The Ebb and Flow of Privilege

There’s this term that we use a lot these days and the way it’s used makes it easier to conflate what it means, and that conflation can make it seem like the term itself is incorrect. This is true for a lot of terms but for now let’s just go in on privilege.

Okay, the way we describe this is ‘thanks to white privilege, thing thing thing,‘ or ‘well, he has white privilege,‘ and I’m only using those simplest versions of these things, because there’s a lot of complicated conversation about what things we do and don’t translate the idea of privilege to. The original idea of white privilege was developed to refer to specific structures about the perception of race and the enforcement of white supremacy, but now it’s used as a kind of useful applicable label for any time when sometimes a demographic group has benefits over another.

Now, this gets into some weird places when the language gets appropraited by TERFs and other dickhead groups – where they will sometimes claim trans women (and it is always trans women) have ‘male privilege’ because they were able to advance themselves ‘as men’ then deploy womanhood after attaining all the advantages that manhood could get them, like a kind of MCV from Command & Conquer.

This idea is preposterous, but it’s also indicative of a way that the speaker thinks of privilege. It suggests that male privilege is something you turn off and on again – as if maybe a trans woman talking in coded-masc ways on the phone is able to benefit from her ‘male privilege.’ There’s also ‘straight-passing’ privilege I see some people suggest hovers around ace and bi people, with the idea that ace and bi people can be perceived as straight, and therefore, benefit from straight privilege.

This is pish and silly, but I think the reason it needs addressing is not just to win a rhetorical argument but to try and help the people making these arguments (or more reasonably, the people around those arguments who aren’t sure why those arguments shouldn’t be compelling) come to a better understanding of what privilege is.

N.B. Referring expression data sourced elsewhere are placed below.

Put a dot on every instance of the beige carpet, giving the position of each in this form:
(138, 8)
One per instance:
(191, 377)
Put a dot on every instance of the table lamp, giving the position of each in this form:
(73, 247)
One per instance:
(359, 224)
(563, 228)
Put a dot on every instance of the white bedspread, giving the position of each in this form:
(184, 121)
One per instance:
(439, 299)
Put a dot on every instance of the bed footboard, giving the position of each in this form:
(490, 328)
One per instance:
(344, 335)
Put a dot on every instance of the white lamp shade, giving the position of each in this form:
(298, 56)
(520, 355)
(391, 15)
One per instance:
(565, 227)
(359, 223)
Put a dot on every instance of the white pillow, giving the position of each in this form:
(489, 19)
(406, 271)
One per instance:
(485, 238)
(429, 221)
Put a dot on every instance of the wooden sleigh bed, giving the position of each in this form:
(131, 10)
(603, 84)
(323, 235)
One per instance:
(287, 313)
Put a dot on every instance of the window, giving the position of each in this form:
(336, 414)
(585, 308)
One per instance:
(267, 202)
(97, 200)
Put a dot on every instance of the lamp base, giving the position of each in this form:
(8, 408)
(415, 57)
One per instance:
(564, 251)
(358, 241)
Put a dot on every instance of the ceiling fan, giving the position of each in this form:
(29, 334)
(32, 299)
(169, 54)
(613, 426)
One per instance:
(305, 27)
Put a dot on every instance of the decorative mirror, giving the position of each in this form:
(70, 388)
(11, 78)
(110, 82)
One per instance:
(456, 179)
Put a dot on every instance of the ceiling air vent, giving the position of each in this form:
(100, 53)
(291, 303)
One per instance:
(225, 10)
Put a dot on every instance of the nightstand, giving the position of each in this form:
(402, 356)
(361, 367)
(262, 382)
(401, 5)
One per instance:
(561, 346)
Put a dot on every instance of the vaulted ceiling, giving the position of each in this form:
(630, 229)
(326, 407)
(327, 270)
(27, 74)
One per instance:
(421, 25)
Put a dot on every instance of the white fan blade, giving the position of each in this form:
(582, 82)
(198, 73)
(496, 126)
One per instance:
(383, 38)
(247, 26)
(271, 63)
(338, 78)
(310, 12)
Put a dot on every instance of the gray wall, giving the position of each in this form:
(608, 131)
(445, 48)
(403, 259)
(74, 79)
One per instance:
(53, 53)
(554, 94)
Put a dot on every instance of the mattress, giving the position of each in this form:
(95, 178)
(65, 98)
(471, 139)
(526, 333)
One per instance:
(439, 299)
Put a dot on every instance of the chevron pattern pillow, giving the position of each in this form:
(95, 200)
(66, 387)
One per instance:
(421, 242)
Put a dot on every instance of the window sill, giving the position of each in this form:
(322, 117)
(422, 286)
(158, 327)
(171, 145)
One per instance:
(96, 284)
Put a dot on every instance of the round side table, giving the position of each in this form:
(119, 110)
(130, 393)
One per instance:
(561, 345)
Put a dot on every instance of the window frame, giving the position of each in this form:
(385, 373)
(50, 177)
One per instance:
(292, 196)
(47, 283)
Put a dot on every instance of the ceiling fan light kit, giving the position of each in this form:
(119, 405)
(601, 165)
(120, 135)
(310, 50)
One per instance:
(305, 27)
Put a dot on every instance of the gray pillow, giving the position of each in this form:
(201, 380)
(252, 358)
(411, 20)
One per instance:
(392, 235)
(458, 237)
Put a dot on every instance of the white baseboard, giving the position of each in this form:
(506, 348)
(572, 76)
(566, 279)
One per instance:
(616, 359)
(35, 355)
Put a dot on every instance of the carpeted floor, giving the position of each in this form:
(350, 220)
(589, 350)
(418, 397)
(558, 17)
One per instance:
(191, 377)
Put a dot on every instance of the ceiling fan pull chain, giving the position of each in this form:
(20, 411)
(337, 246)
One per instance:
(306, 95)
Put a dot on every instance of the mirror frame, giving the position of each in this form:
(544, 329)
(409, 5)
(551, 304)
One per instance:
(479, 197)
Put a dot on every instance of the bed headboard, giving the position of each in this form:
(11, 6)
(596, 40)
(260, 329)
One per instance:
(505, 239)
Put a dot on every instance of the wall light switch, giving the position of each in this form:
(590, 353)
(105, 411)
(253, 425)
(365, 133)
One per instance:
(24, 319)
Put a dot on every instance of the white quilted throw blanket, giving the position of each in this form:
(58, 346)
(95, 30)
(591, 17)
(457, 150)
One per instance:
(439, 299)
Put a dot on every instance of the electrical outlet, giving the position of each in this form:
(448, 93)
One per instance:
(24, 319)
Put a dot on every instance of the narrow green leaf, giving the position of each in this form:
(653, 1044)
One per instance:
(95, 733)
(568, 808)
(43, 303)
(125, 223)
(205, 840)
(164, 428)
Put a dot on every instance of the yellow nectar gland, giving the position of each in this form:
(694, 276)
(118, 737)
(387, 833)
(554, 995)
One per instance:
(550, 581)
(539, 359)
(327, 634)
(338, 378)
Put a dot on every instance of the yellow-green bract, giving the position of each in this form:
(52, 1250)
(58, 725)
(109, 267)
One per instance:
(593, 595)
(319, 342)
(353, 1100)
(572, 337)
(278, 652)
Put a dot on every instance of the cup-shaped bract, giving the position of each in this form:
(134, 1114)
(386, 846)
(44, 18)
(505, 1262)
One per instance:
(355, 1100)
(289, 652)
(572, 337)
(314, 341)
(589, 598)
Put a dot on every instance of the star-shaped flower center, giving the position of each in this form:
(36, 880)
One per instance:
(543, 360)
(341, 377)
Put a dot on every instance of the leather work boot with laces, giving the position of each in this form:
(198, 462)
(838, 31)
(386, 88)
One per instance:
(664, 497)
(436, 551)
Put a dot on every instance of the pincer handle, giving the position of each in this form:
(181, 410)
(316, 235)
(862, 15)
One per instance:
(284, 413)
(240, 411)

See, it’s not inherent. Privilege isn’t something you have in you. It’s something you benefit from. It’s a system external to yourself. It’s why people with white seeming names are treated as white when they’re on the phone, and it’s something that society around us enforces through systems but also through our own behaviours.

There’s a form of straight privilege in my experience, where it’s not just a matter of being passively perceived as straight, not just compliant with straightness, but so compliant you’re against the alternative. In that situation, you can watch as the privileges extended to straightness are withdrawn in a heartbeat when you simply position yourself as say, tolerante of nonstraight people.

There. Basic idea. Privilege is an external system you benefit from as long as you are tangibly interfacing with the system in the ways it wants to encourage. Sometimes that’s a lot, and it asks a lot, and returns a lot. Sometimes it’s withdrawn, and you may seem to think it’s not there at all.

But like the tide, it keeps coming, back, and forth, back and forth. The only way you escape it is to remove yourself from it – or, I suppose, blow up the ocean. This metaphor got away from me.